Сейчас в Новосибирске разворачивается история - идеальная иллюстрация для такого вывернутого, абсурдного подхода. Молодой человек влюбился в коллегу с работы. Начал преследование. Получил отказ (девушка была несвободна, никаких поводов не давала). Дальше влюбленный молодой человек превратил ее дижнь в ад: преследовал, угрожал, запугивал - и, как венец истории - подстерег ее у дома, облил помоями, заснял это на камеру и опубликовал свой геройский поступок в соцсетях, рассчитывая на общественную поддержку и порицание "жестокой твари" (лексика героя). Долгое время, даже когда поток угроз и оскорблений стал запредельным, жертва не писала заявление в полицию: не считала себя вправе. Не понимала, как верно оценивать все, что с ней происходит. Отчасти считала себя виноватой. Почему же жертвы настойчивого преследования на почве любовной аддикции (особенно как в этом случае, когда фигурантов не связывают даже приятельские отношения, они просто коллеги) оказываются полностью дезориентированными, изолированными, лишенными права попросить о помощи? Потому что общество настолько романтизирует любовную аддикцию, что не замечает, когда она уже становится криминалом?

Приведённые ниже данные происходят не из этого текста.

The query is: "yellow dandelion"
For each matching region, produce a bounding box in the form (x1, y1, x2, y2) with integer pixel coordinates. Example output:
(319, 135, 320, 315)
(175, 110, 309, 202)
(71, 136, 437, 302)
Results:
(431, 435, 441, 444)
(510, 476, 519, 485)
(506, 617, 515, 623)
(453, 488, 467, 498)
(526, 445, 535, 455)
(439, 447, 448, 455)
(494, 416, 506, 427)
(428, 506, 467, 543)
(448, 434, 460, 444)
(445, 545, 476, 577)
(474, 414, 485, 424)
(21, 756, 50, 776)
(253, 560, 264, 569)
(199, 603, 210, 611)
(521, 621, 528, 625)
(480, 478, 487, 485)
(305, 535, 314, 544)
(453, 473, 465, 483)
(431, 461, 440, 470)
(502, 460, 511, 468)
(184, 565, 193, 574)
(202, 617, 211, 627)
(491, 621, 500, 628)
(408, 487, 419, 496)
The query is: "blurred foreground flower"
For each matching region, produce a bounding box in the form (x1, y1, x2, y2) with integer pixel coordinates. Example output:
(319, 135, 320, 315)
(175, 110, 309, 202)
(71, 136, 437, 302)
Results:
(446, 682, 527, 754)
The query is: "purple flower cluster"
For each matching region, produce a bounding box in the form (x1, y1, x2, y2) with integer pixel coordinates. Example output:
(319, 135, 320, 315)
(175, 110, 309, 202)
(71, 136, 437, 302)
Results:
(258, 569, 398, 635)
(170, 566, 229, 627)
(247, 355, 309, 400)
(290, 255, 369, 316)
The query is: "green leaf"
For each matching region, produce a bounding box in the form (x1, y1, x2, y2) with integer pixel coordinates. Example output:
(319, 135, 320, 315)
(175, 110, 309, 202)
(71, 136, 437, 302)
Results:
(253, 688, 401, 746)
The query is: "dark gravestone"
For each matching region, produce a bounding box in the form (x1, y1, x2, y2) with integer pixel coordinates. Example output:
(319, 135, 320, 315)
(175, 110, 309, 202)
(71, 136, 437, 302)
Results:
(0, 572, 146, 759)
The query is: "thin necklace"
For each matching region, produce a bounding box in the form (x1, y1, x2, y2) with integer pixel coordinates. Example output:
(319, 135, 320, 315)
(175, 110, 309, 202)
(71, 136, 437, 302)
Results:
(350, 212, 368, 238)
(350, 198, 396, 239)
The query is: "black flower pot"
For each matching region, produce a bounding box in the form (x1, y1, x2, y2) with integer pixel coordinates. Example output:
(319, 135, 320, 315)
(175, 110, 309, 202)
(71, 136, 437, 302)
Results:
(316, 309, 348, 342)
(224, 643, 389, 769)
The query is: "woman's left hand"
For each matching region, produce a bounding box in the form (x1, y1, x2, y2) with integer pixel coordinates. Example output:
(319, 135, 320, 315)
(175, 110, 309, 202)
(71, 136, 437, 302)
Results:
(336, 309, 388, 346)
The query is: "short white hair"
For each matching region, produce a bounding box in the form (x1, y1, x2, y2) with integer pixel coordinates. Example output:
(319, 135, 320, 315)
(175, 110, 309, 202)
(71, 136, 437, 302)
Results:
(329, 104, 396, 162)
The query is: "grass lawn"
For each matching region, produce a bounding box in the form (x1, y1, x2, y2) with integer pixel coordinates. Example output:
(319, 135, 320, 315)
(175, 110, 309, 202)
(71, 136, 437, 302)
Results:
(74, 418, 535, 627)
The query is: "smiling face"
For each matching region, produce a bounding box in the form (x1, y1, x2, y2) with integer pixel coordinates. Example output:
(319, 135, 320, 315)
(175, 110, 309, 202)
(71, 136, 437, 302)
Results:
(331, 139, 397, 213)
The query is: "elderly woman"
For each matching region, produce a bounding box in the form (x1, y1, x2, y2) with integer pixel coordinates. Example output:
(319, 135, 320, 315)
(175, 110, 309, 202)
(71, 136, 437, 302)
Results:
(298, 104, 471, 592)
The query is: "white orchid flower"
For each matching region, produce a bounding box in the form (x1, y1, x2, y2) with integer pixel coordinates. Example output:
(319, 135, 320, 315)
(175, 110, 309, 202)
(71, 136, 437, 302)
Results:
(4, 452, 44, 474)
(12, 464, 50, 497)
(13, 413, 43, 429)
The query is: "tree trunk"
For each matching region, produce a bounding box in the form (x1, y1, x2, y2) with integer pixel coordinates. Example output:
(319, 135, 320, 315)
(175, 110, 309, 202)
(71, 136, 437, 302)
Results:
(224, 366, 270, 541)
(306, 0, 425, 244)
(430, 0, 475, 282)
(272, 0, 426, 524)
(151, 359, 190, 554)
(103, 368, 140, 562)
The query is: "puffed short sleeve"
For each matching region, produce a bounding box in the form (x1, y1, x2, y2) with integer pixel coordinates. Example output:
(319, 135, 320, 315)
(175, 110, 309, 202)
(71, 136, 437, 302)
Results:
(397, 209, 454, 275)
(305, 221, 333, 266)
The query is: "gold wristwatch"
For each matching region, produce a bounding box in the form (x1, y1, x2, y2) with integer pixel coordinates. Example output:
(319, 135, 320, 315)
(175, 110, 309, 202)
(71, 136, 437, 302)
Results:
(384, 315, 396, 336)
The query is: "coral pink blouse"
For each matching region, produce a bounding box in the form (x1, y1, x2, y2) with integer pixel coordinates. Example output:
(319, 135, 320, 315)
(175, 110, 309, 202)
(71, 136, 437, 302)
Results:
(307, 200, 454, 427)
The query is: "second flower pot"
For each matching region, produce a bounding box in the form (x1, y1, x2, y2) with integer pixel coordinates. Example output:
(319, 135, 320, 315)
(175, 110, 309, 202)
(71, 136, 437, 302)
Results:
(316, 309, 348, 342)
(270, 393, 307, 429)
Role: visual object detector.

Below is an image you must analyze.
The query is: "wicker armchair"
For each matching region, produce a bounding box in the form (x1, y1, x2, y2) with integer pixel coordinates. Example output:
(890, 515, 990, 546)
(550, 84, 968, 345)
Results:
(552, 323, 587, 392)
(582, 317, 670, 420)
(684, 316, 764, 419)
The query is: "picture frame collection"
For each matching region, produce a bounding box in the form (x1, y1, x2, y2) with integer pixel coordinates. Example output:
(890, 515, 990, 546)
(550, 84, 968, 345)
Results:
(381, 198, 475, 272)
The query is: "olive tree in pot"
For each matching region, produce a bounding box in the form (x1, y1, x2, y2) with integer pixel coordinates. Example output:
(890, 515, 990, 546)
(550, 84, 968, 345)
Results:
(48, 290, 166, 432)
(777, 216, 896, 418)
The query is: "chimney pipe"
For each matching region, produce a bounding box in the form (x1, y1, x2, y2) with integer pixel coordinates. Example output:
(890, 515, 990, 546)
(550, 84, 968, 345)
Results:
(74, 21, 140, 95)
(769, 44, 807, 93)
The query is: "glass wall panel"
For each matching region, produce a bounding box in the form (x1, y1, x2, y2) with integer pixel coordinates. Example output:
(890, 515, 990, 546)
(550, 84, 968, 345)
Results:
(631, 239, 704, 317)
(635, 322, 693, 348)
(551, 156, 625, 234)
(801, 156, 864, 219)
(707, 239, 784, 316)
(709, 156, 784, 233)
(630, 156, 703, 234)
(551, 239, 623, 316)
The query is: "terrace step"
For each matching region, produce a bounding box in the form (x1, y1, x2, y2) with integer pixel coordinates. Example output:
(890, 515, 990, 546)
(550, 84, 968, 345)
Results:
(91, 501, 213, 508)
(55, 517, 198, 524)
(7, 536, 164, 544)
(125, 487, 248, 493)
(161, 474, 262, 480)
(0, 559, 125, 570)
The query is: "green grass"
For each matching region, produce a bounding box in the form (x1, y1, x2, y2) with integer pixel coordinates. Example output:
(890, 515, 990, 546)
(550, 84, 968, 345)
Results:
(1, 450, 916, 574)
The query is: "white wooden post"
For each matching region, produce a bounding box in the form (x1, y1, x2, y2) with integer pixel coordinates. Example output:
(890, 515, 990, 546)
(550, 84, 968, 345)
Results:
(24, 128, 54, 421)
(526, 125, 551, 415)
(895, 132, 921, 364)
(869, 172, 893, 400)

Припомните все песни, где поется о негодяях, разлюбивших, или никогда не любивших бедняжечек, - несть им числа. А теперь назовите хоть одну песню "Господи, как мне страшно, чего ему от меня нужно, уйди из под моих окон, чужой человек". Оленька охотится за беднягой Самохваловым (счастливым в браке), и все горячо на ее стороне. Серьезно: наша культура построена на воспевании любовных страданий. Несчастная любовь - повод испытывать злость к "жестокому", "холодному", "злому", "безжалостному" объекту несчастной любви. Повод его преследовать. Повод отомстить. Жестоко отомстить.
Общество колеблется, но в целом - на стороне преследователя/преследовательницы "что с мужиком сделала"/"до чего бедняжку довел, гад". Жертва преследований на почве любовного психоза оказывается в изоляции, ее осуждают, более того - она сама не совсем понимает, что в реале происходит.
Подобная безнаказанность и агрессора доводит до безумия: через некоторое время он оказывается в персональном аду (непонятно, я ведь все делаю правильно: люблю изо всех сил, и изо всех сил добиваюсь, не останавливаясь ни перед чем - так ведь в песнях поется, надо делать? - почему же мне все хуже и хуже?). Нас с детства воспитывают в мысли: виноват тот, кто не в силах ответить на вспыхнувшее чувство. Факт, что кто-то страдает от любви к вам - делает вас ответственным за все, что в дальнейшем произойдет с этим человеком. Это вас надо вразумить, именно вас надо поймать, заставить, проработать на общественном собрании. При этом мысль о насильственном союзе с чужим человеком для нас кажется абсурдной и пугающей.
Это противоречие вполне уютно уживается в нашем сознании, прорастая периодически вот такими жутковатыми цветами (девушка права: спасибо, что помои, а не кислота).
Задача любого психолога, работающего с любовной аддикцией, состоит в том, чтобы поставить ситуацию с головы - обратно на ноги, помочь агрессору, уверенному в том, что он - жертва, увидеть свою реальную роль, переоценить свои поступки, ужаснуться от них, испугаться, испытать отвращение к такой модели поведения. Это невероятно сложная задача именно потому что с детства всем нам вдалбливается абсолютно абсурдная моральная оценка подобных ситуаций.